According to the latest census of manufactures, six per cent less wage-workers produced a three per cent larger volume of goods in 1939 than in 1929. This tremendous rise in the productivity of labor works against expansion of the labor force, on the one hand, and accounts for the colossal profits reaped by the trusts on the other. This can be clearly seen in the steel industry where the building of continuous strip sheet mills has thrown and kept whole communities, like Newcastle, Pa., out of employment.

While heavy industry expects the boom to last for the duration of the war, agriculture faces further restrictions upon its markets. The spread of the war and the complete involvement of the United States will cut off more foreign markets; inflation will curtail its domestic market.

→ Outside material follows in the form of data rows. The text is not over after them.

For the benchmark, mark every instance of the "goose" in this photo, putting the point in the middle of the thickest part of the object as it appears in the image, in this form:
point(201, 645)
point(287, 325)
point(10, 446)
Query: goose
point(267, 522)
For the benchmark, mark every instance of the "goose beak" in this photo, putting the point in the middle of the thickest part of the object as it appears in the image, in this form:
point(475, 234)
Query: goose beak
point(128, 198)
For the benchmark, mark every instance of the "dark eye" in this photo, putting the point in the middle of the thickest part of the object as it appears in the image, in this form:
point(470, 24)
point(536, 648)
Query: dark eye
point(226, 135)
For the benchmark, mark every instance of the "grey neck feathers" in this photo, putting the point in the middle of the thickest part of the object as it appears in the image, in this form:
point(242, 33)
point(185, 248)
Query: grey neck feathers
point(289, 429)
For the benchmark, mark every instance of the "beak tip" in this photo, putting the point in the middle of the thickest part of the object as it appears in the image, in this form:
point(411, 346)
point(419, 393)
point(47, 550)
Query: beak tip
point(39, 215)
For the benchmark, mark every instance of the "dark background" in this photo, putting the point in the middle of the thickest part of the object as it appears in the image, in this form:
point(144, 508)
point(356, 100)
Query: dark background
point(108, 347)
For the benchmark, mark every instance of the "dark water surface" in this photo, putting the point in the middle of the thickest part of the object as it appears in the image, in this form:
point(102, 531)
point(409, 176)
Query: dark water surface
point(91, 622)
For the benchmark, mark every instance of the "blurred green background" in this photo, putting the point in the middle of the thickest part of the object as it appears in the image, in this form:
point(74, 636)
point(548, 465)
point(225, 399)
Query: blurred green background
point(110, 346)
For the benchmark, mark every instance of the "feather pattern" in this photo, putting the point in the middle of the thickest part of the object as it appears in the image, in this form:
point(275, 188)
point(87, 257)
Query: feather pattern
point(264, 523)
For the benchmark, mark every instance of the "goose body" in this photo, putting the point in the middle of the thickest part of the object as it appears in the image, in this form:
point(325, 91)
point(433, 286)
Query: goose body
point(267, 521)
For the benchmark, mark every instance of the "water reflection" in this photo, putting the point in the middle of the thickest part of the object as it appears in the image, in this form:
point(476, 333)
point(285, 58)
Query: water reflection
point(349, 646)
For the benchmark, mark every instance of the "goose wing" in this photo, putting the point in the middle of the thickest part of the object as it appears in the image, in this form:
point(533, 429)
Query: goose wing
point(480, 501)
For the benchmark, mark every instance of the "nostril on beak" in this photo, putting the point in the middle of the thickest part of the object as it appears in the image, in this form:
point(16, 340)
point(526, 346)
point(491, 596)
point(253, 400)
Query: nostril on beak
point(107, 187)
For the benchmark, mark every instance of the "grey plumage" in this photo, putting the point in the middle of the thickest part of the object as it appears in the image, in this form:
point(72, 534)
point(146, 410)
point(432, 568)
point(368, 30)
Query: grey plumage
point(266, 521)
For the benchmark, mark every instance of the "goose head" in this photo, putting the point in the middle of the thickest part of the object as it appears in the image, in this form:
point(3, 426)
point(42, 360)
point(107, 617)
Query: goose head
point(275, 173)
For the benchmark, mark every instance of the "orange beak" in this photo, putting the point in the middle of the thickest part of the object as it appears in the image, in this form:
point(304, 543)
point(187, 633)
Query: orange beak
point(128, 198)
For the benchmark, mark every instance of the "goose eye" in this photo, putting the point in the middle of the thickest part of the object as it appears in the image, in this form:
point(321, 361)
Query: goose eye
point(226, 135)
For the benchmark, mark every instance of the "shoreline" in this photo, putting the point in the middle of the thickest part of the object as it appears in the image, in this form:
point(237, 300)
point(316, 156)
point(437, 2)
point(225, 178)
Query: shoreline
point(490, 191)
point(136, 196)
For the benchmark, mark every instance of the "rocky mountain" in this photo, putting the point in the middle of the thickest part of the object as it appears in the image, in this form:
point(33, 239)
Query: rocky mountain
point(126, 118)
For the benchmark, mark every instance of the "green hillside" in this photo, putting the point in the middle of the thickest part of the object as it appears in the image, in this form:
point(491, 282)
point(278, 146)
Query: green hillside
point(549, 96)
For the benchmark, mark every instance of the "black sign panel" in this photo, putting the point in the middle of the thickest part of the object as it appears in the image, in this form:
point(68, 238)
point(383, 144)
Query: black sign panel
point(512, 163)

The gross unevenness of the war-boom and the seriousness of the world crisis produce weaknesses in all parts of our economy and introduce uncertainty in its directing circles. The approaching conflict with Japan, for example, will eliminate our second largest foreign market. The drastic reorganization of American economy now in full swing is making our economy so lop-sided and top-heavy that it lacks the stability to withstand many more severe shocks.

The surprisingly low prices of shares on the stock exchanges despite record earnings signifies that the greatest capitalists themselves lack confidence in the ability of their system to overcome the shocks in store for it or to endure much more damage. The plutocrats thereby display in reality far less faith in the firmness of American and world capitalism than many ex-radicals. The defeatist attitude of the money masters toward their own economy should inspire the revolutionary workers with fresh confidence in their endeavors to replace this decaying system with a healthy new socialist society.